I'm hoping that media here in NYC can show some restraint and respect when it comes to a rape and murder that happened here this past weekend.
I don't know why I've been so upset over the rape and murder of John Jay College of Criminal Justice graduate student Imette Carmella St. Guillen which happened here in NYC over the weekend. Maybe because I've been to the same haunts that she went to on her last night, maybe because she looks so bright and happy in photographs, maybe because the thought of what happened to her over 17 horrific hours this past weekend is beyond my powers of comprehension. And yet, I can comprehend just a bit the fear, the rage, the helplessness that this young woman went through on her last night on earth.

It makes me even more upset when I know that the maniac who did it to her dumped her body along the side of a desolate road and walked away, a free man. I hope that the person or persons who raped her, mutilated her, chopped her hair off, stuffed a sock in her mouth and wrapped her face with tan packing tape won't be free for very much longer.

I wish that no one, no where, ever had to go through such an orderal any where. But that's just wishful thinking.

Rage isn't good. I don't like it. It doesn't help. Sometimes it's hard to stop.


OK, there are so many things happening all at the same time that I truly don't know what to blog about. Katrina tapes coming out of the woodwork, the ongoing Dubai debacle, a horrific rape in New York that I just can't even get my head around... ugh. It's just too much.

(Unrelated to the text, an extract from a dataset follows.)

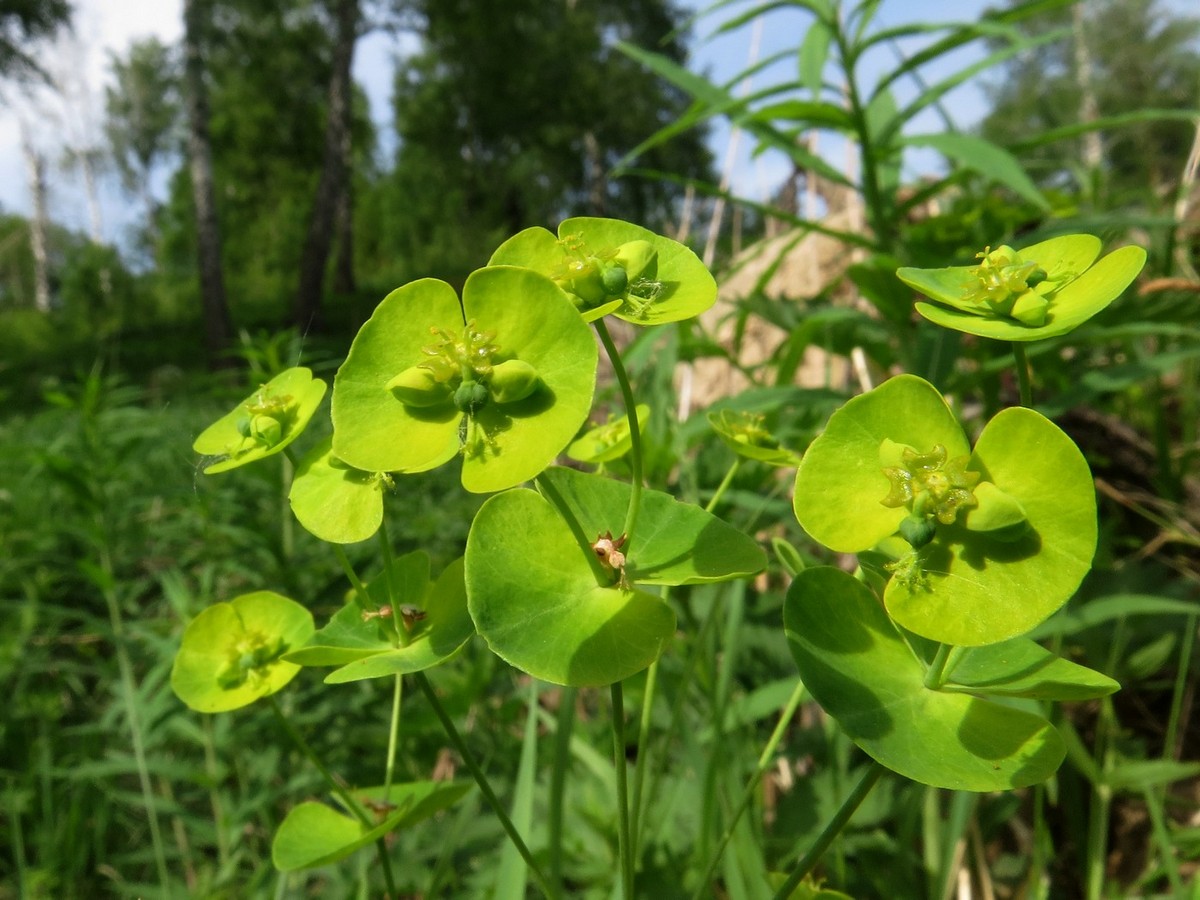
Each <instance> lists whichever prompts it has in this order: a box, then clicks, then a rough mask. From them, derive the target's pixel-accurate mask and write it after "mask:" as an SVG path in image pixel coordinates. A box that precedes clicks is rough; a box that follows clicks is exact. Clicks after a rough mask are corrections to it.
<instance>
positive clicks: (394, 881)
mask: <svg viewBox="0 0 1200 900" xmlns="http://www.w3.org/2000/svg"><path fill="white" fill-rule="evenodd" d="M268 700H269V701H270V706H271V712H274V713H275V718H276V719H277V720H278V722H280V725H282V726H283V731H286V732H287V734H288V737H289V738H292V743H294V744H295V745H296V748H298V749H299V750H300V752H301V754H304V756H305V758H307V760H308V762H311V763H312V764H313V766H314V767H316V769H317V772H319V773H320V776H322V778H323V779H325V784H326V785H329V790H331V791H332V792H334V793H335V794H337V797H338V798H340V799H341V800H342V805H344V806H346V811H347V812H349V814H350V815H352V816H354V817H355V818H356V820H359V824H361V826H362V828H364V829H365V830H370V829H371V828H373V827H374V822H373V821H372V820H371V816H370V815H368V814H367V811H366V810H365V809H362V804H360V803H359V802H358V800H355V799H354V796H353V794H352V793H350V792H349V791H347V790H346V787H343V786H342V784H341V782H340V781H338V780H337V779H336V778H334V773H332V772H330V770H329V767H328V766H325V762H324V761H323V760H322V758H320V757H319V756H318V755H317V751H316V750H313V749H312V746H311V745H310V744H308V742H307V740H305V738H304V734H301V733H300V730H299V728H296V726H295V725H293V724H292V720H290V719H288V718H287V715H284V714H283V710H282V709H280V704H278V701H276V700H275V696H274V695H272V696H270V697H268ZM376 852H377V853H378V854H379V868H380V869H382V870H383V881H384V884H385V886H386V887H388V896H389V898H398V896H400V895H398V894H397V893H396V880H395V877H394V876H392V874H391V860H390V859H389V858H388V844H386V841H385V840H384V839H383V838H380V839H379V840H377V841H376Z"/></svg>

So, before I blog about something serious, here's something for all you blogheads out there who want to see your nonsensical blog words in print: check out the site I read about it in the New York Times today. It's downloadable software that allows your beautiful blog to be turned into a beautiful book that can then be published and put into your beautiful hands for some beautiful bucks. Check it out, beautiful people.

Wednesday, March 01, 2006

Need a Book to Read?

Check out Sarah Vowell's Assassination Vacation. I laughed, I cried, I cracked up when she called Robert Todd Lincoln, "Jinxy McDeath" for having inadvertantly been in attendance at three Presidential murders, including Robert's Pa, Abraham Lincoln as well as Presidents James Garfield and William McKinley. Hey, who knew? She cuts Robert no slack, either. Turns out he did some pretty crappy things in his lifetime, but you'll have to read the book to find out what.

Vowell, who you may know from any number of projects she's worked on and from Daily Show appearances, has a wonderfully ironic voice (though sometimes a tad annoying), as well as a piercing sense of historical connection, both our historical past and present. She's obsessed about three particular assassinations, and she makes you obsessed with them for a while as well. Plus, she does all the macabre footwork for you.

Anyway, it's a fun read, and you'll learn more about James Garfield in one chapter than you've ever learned about him in your entire life. It's too bad his life was cut so short. As Vowell describes him, he could have been a great President, except for some nasty germs from some grimy hands in a bullet wound and a crazy gunman who thought God told him to shoot the President.

That God. He's always telling someone to do something or the other. Hey, who knew?